Detection and amplification of the rat sry gene located on the Y chromosome in transplanted cells. DNA was isolated from the liver of female rats 2 weeks after FLEC transplantation. A 104-bp fragment of the sry gene located on the Y chromosome was amplified, as described in Materials and Methods, and resolved on a 2% agarose gel. Lanes 1–3: Amplified fragments from 50, 5, and 0.5 ng, respectively, of recipient DNA, isolated 2 weeks after transplantation. Lanes 4–6: Amplified fragments from 50, 5 and 0.5 ng, respectively, of recipient DNA, isolated 2 weeks after transplantation from animals subjected to PH. Lane 7: Amplified fragment from 50 ng of control female DNA. Lanes 8–12: Amplified fragments from 50, 5, 0.5, 0.05, and 0.005 ng DNA from male F344 rats diluted into control female DNA. Lane 13: control tube with no DNA. Lane 14: Molecular weight markers.

Figure 9.

Differentiation of lineage committed FLEC in regenerating liver of normal adult F344 rats. FLEC were isolated from the liver of ED 14 rat DPPIV⁺ fetuses and transplanted in conjunction with PH into the liver of mutant DPPIV⁻ female rats not treated with Rs. One week (A-D) and 2 weeks (E-H) after transplantation, livers were removed and serial sections prepared. Histochemical detection of DPPIV (red color) is shown in A, C, E, and G and dual immunohistochemical detection of CK-19 (brown color) and ISH for AFP mRNA (autoradiographic grains) is presented in serial sections in B, D, F, and H. B: The cluster of AFP mRNA⁺ cells does not express CK-19. D: AFP mRNA expressing cells do express CK-19. F: None of the CK-19⁺ cells forming bile duct structures (arrow) express AFP mRNA. G and H: Decreased expression of AFP mRNA and absent expression of CK-19 in transplanted cells that differentiated into hepatocytes (arrow). Original magnification, ×400.

Figure 10.

Differentiation of lineage uncommitted FLEC in regenerating liver of Rs-treated adult F344 rats. FLEC were isolated from the liver of ED 14 rat DPPIV⁺ fetuses and transplanted in conjunction with PH into the liver of mutant DPPIV⁻ female rats treated with Rs. One week (A-D) and 2 weeks (E-H) after transplantation, livers were removed and serial sections processed. Histochemical detection of DPPIV (red color) is shown in A, C, E, and G and dual immunohistochemical detection of CK-19 (brown color) and ISH for AFP mRNA (autoradiographic grains) is shown in B, D, F, and H. B: Transplanted cells, shown in A, formed a large cluster of AFP mRNA⁺ and CK-19⁺ cells, shown in B. The expression of CK-19 is lower than in endogenous small epithelial cells (arrowhead in B).

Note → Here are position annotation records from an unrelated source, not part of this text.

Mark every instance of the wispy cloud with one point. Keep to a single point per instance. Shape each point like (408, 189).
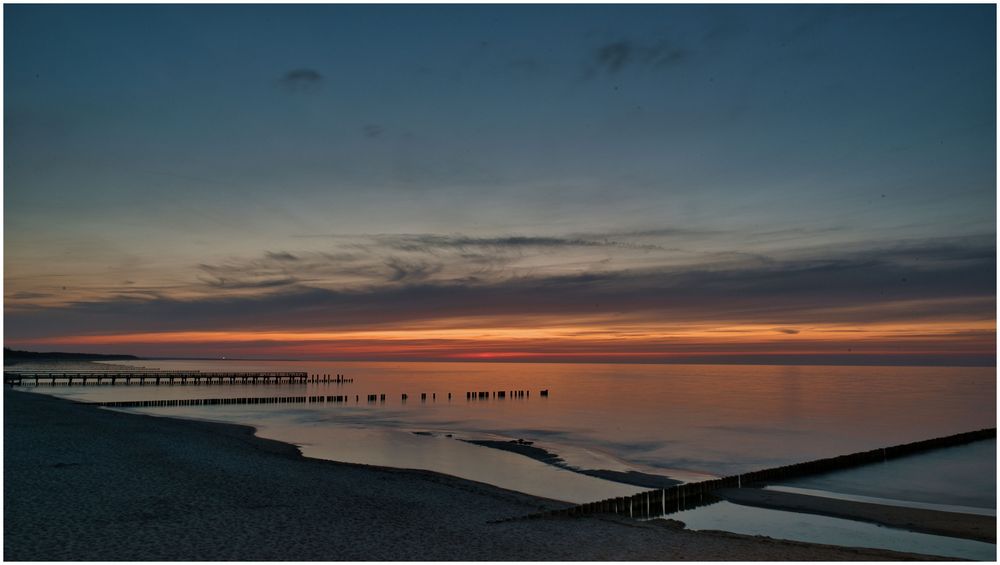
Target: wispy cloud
(614, 57)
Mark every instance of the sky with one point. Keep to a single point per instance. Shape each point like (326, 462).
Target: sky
(646, 183)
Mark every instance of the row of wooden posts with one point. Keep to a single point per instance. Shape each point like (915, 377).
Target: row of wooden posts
(654, 503)
(501, 394)
(328, 378)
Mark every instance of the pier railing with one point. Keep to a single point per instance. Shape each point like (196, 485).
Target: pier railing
(19, 378)
(650, 504)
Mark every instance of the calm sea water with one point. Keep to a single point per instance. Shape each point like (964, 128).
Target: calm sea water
(683, 421)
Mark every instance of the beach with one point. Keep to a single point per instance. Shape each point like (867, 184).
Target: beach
(82, 483)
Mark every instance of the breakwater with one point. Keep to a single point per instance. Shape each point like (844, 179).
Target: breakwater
(654, 503)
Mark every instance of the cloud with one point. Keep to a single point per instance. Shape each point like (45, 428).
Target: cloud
(951, 282)
(615, 56)
(426, 242)
(281, 256)
(301, 79)
(25, 295)
(403, 271)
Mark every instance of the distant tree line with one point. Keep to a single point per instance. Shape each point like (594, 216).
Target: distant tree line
(16, 355)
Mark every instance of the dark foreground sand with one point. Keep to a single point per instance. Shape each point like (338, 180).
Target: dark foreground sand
(82, 483)
(969, 526)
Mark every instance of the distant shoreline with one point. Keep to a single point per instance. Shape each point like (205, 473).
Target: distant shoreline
(764, 363)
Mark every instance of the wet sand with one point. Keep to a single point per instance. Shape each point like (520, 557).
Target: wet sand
(627, 477)
(954, 524)
(83, 483)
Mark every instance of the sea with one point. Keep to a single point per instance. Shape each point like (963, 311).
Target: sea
(682, 422)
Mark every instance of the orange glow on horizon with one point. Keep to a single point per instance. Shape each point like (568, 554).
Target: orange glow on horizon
(584, 341)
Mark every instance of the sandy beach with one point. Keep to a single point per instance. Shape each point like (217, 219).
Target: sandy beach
(83, 483)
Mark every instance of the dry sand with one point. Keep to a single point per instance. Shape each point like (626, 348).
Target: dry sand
(954, 524)
(83, 483)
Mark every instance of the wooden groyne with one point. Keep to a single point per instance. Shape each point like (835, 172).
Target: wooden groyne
(654, 503)
(19, 378)
(499, 394)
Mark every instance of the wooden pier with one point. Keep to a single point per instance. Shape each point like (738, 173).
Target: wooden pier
(20, 378)
(655, 503)
(338, 399)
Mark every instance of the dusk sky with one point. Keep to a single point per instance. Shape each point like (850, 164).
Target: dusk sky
(575, 183)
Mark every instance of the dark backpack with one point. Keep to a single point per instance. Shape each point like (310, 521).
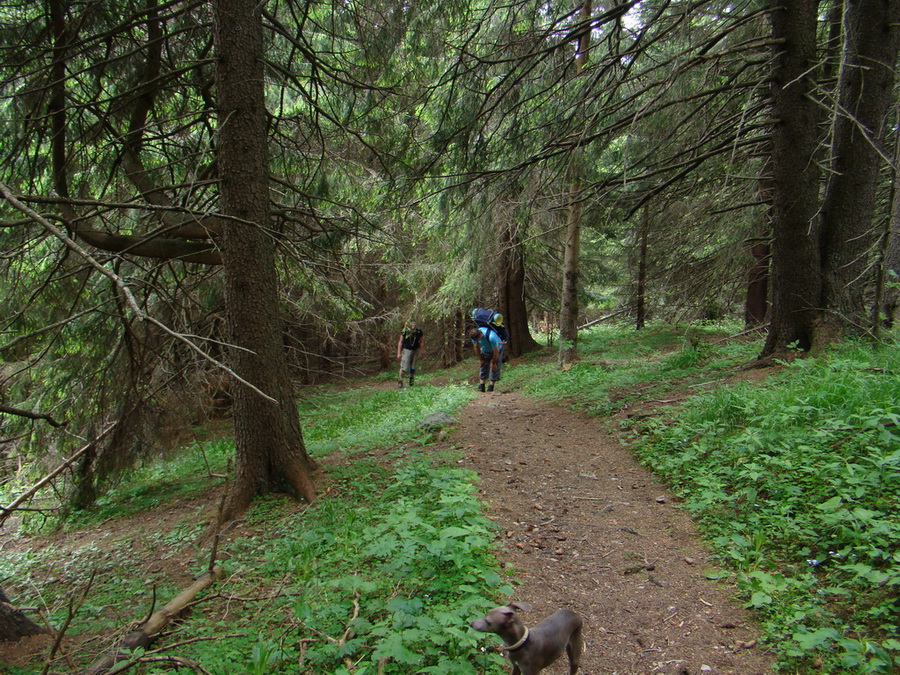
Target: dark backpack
(484, 318)
(412, 338)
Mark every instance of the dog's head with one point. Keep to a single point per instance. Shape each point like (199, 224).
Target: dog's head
(499, 618)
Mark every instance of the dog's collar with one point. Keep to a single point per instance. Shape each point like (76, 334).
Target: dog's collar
(520, 643)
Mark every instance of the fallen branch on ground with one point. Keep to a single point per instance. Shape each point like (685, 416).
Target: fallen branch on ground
(152, 627)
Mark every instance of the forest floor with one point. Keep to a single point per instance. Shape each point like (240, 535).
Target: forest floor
(586, 527)
(582, 525)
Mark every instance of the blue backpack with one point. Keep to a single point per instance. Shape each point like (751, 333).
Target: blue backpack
(488, 318)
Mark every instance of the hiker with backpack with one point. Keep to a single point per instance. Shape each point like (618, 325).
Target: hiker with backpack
(488, 339)
(409, 346)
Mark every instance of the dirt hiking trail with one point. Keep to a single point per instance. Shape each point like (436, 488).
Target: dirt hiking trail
(585, 527)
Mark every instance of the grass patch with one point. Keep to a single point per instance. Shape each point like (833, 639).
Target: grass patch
(379, 576)
(798, 484)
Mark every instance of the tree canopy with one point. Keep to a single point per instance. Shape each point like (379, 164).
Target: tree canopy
(416, 160)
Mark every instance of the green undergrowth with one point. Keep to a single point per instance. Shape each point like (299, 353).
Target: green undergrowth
(619, 366)
(381, 575)
(354, 420)
(797, 483)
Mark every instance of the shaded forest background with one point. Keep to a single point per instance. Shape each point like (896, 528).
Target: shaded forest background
(206, 204)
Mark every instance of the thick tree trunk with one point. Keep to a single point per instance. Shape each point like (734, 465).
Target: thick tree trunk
(796, 282)
(872, 36)
(512, 293)
(14, 625)
(756, 302)
(271, 455)
(568, 314)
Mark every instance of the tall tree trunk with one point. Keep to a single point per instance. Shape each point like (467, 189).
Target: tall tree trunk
(640, 300)
(796, 282)
(756, 302)
(889, 274)
(512, 291)
(568, 315)
(871, 33)
(270, 453)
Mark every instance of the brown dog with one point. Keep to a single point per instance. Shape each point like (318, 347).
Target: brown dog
(533, 650)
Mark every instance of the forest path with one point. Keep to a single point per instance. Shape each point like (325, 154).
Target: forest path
(586, 527)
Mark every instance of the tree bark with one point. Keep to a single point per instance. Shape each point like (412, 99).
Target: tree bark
(640, 300)
(568, 315)
(512, 292)
(270, 453)
(796, 282)
(872, 37)
(152, 627)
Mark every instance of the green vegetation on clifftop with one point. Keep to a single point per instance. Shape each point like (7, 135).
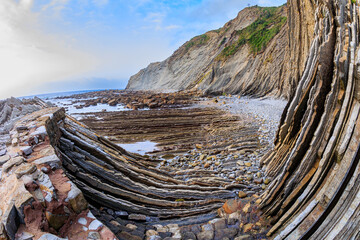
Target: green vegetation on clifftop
(258, 34)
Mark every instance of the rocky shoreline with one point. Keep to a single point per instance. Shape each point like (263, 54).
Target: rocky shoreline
(220, 172)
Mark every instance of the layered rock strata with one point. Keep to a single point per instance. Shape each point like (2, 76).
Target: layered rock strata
(248, 56)
(37, 199)
(315, 193)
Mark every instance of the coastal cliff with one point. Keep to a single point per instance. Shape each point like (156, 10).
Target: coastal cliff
(313, 172)
(246, 56)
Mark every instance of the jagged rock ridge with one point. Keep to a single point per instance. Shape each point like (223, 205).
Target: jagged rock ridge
(315, 193)
(247, 56)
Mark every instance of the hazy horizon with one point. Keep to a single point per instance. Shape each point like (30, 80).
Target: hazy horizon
(51, 46)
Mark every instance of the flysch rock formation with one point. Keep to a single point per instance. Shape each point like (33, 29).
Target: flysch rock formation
(315, 169)
(315, 164)
(37, 200)
(248, 55)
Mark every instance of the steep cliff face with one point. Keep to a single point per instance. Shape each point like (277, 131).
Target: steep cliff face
(315, 164)
(246, 56)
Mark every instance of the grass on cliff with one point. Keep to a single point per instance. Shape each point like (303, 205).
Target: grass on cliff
(258, 34)
(197, 41)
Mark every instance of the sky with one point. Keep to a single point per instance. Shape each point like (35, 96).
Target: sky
(65, 45)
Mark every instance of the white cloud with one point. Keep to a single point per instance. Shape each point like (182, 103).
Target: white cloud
(100, 3)
(29, 57)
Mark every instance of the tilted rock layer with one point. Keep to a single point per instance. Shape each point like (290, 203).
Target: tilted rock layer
(315, 193)
(249, 55)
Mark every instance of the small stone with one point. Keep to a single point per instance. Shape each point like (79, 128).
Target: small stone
(25, 169)
(27, 150)
(160, 228)
(154, 237)
(243, 237)
(206, 235)
(48, 236)
(188, 236)
(131, 226)
(226, 233)
(247, 227)
(12, 162)
(56, 220)
(258, 180)
(246, 208)
(121, 214)
(24, 236)
(249, 177)
(219, 223)
(242, 194)
(239, 179)
(4, 159)
(76, 199)
(207, 227)
(95, 225)
(230, 206)
(3, 152)
(94, 236)
(82, 221)
(151, 233)
(240, 163)
(14, 142)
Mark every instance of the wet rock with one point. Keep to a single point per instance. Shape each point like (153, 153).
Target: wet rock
(47, 160)
(131, 226)
(161, 228)
(56, 220)
(242, 194)
(4, 159)
(225, 233)
(218, 223)
(206, 235)
(125, 235)
(94, 236)
(76, 199)
(24, 236)
(25, 169)
(230, 206)
(207, 227)
(266, 181)
(49, 236)
(138, 217)
(258, 180)
(12, 162)
(121, 214)
(188, 236)
(95, 225)
(27, 150)
(154, 237)
(244, 237)
(247, 227)
(150, 233)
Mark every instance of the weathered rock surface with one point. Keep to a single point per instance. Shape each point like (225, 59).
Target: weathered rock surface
(34, 202)
(315, 164)
(218, 61)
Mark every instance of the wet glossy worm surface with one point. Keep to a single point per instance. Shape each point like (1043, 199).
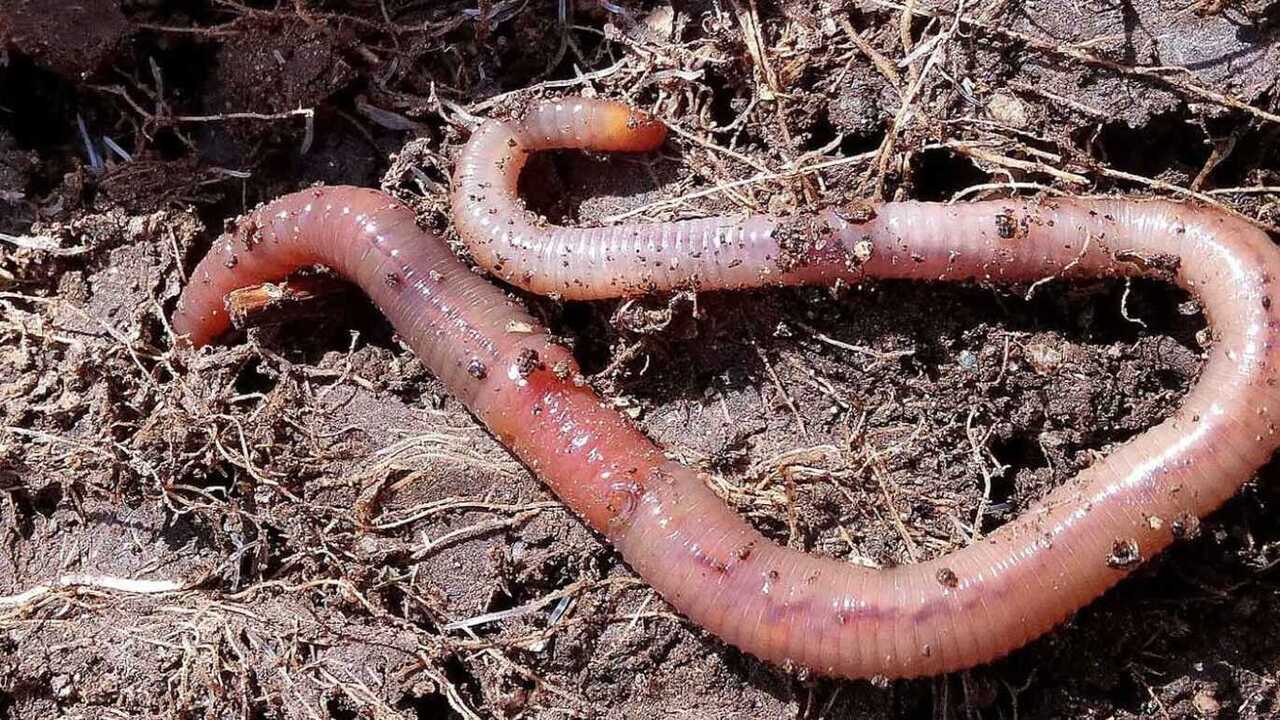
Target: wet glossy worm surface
(959, 610)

D: A mixed population of transplanted cells, expressing AFP mRNA. Those with lower expression of AFP mRNA also express CK-19 (arrows). The cells with higher expression of AFP mRNA do not express CK-19 (arrowhead). F: Transplanted cells, forming bile duct structures, express both CK-19 and AFP mRNA (arrows). Expression of AFP mRNA is generally lower in CK-19⁺ duct cells than that in Hc. Also note that CK-19⁺/AFP⁻ duct cells of host origin are also present (arrowheads). H: Expression of AFP mRNA in CK-19⁺ Hc (arrow) decreased faster than that in Hc not expressing CK-19 (arrowhead). Original magnifications, ×400 (A-F) and ×200 (G and H).